Although some people may disagree, my recommendation is to capture your digital images in TIFF format, if your camera allows it. TIFF images do not utilize the lossy compression scheme that the JPEG file format does and therefore produce a higher-quality image.
There are downsides to capturing your images as TIFFs:
^ The file size is much larger and will therefore fill up your camera's memory card faster.
^ It takes a little longer to record the image to your camera after you capture it, so your camera may be hung up for as little as a second or two to as long as 30 seconds.
If your cameras can only capture images in JPEG format, then select the highest-quality JPEG setting possible (such as High, Fine, or Large). The result will be the lowest amount of compression and therefore a higher-quality image.
Even if you decide to capture your image as a JPEG, if you feel that you are going to be opening, editing, and resaving the image, be sure and save the file on your hard drive or external media as a TIFF.
You can apply LZW compression, which is a lossless compression scheme, to your TIFF image, which makes your file size a bit smaller without deleting image data.
Nothing beats running a test. Shoot the same subject using TIFF and JPEG modes (of various quality settings). Print out prints of varying sizes and check the results.
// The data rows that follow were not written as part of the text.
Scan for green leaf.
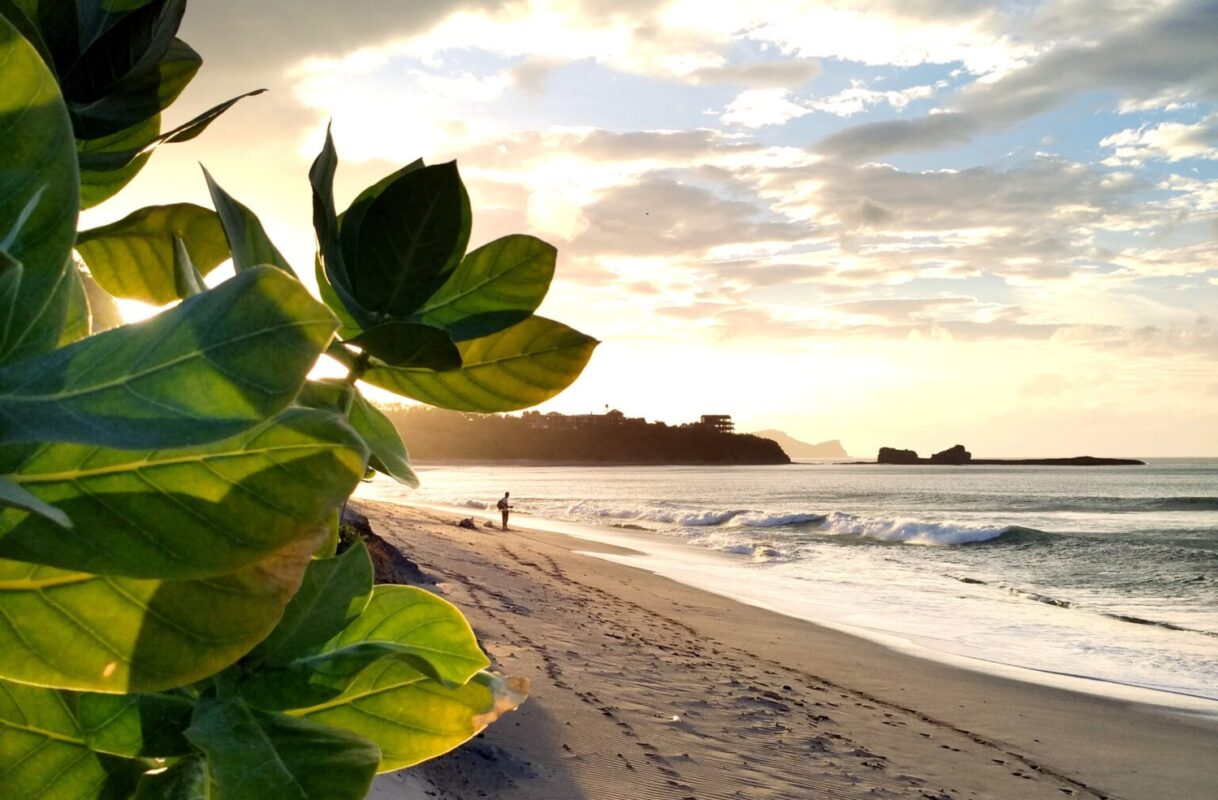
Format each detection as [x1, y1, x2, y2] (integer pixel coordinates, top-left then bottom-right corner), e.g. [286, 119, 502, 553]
[0, 267, 336, 448]
[153, 89, 267, 146]
[347, 392, 419, 488]
[132, 757, 216, 800]
[290, 659, 529, 772]
[76, 692, 195, 759]
[0, 408, 367, 580]
[61, 0, 187, 139]
[347, 321, 460, 370]
[323, 584, 491, 686]
[0, 254, 79, 362]
[0, 533, 320, 693]
[339, 158, 424, 272]
[77, 203, 229, 306]
[241, 584, 490, 710]
[363, 317, 598, 412]
[173, 236, 207, 298]
[0, 681, 108, 800]
[0, 17, 80, 362]
[78, 270, 123, 334]
[0, 476, 72, 527]
[348, 162, 470, 319]
[313, 258, 363, 339]
[418, 235, 558, 341]
[186, 695, 380, 800]
[203, 169, 296, 275]
[77, 114, 161, 208]
[77, 89, 266, 208]
[296, 377, 356, 416]
[247, 541, 373, 665]
[58, 264, 90, 347]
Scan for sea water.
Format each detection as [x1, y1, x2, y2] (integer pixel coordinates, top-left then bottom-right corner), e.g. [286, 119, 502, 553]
[358, 459, 1218, 707]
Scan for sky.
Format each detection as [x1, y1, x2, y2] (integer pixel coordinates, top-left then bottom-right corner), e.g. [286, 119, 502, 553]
[83, 0, 1218, 457]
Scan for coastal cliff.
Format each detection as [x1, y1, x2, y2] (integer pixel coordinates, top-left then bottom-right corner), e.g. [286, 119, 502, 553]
[876, 444, 1146, 466]
[382, 407, 790, 464]
[753, 430, 850, 458]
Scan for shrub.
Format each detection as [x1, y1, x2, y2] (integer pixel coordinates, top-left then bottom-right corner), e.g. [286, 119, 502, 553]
[0, 0, 596, 800]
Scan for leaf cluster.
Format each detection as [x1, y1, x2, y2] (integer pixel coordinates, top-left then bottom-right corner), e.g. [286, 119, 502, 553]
[0, 0, 596, 800]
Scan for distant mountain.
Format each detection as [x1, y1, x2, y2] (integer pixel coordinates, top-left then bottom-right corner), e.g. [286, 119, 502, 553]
[753, 430, 850, 458]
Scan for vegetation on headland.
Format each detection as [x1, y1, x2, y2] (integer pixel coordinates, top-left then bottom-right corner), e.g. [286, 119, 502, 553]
[384, 407, 790, 464]
[0, 0, 596, 800]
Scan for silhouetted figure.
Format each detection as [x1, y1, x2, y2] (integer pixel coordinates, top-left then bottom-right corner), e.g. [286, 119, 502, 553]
[495, 492, 512, 531]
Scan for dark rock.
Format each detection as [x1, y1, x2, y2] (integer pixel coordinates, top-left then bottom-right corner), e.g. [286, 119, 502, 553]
[931, 444, 973, 464]
[339, 503, 436, 586]
[876, 447, 918, 464]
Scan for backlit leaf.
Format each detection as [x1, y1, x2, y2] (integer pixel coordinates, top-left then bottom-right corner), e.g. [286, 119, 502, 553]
[76, 690, 195, 759]
[418, 235, 558, 341]
[348, 162, 470, 319]
[0, 681, 116, 800]
[248, 541, 373, 665]
[0, 17, 80, 362]
[0, 267, 336, 448]
[348, 392, 419, 488]
[363, 317, 598, 412]
[203, 169, 296, 275]
[0, 536, 318, 693]
[290, 659, 529, 772]
[186, 695, 380, 800]
[347, 321, 460, 370]
[77, 203, 229, 306]
[0, 408, 367, 580]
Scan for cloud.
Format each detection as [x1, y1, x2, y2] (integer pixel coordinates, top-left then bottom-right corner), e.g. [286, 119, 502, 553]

You may find that for your specific needs, a high-quality JPEG will be sufficient in most cases, except where you need a very large-size print.
If you are scanning prints to bring into Album for editing or inclusion into a creation, be sure and save them as TIFFs as well.
See more details on resolution and file formats in Chapter 3.
Calibrating your monitor is essential to having the best editing environment possible. You should also set up your work environment and desktop so that you have no distractions when you edit your photos. For all you need to know about calibrating your monitor and optimizing your editing environment, see Chapter 10.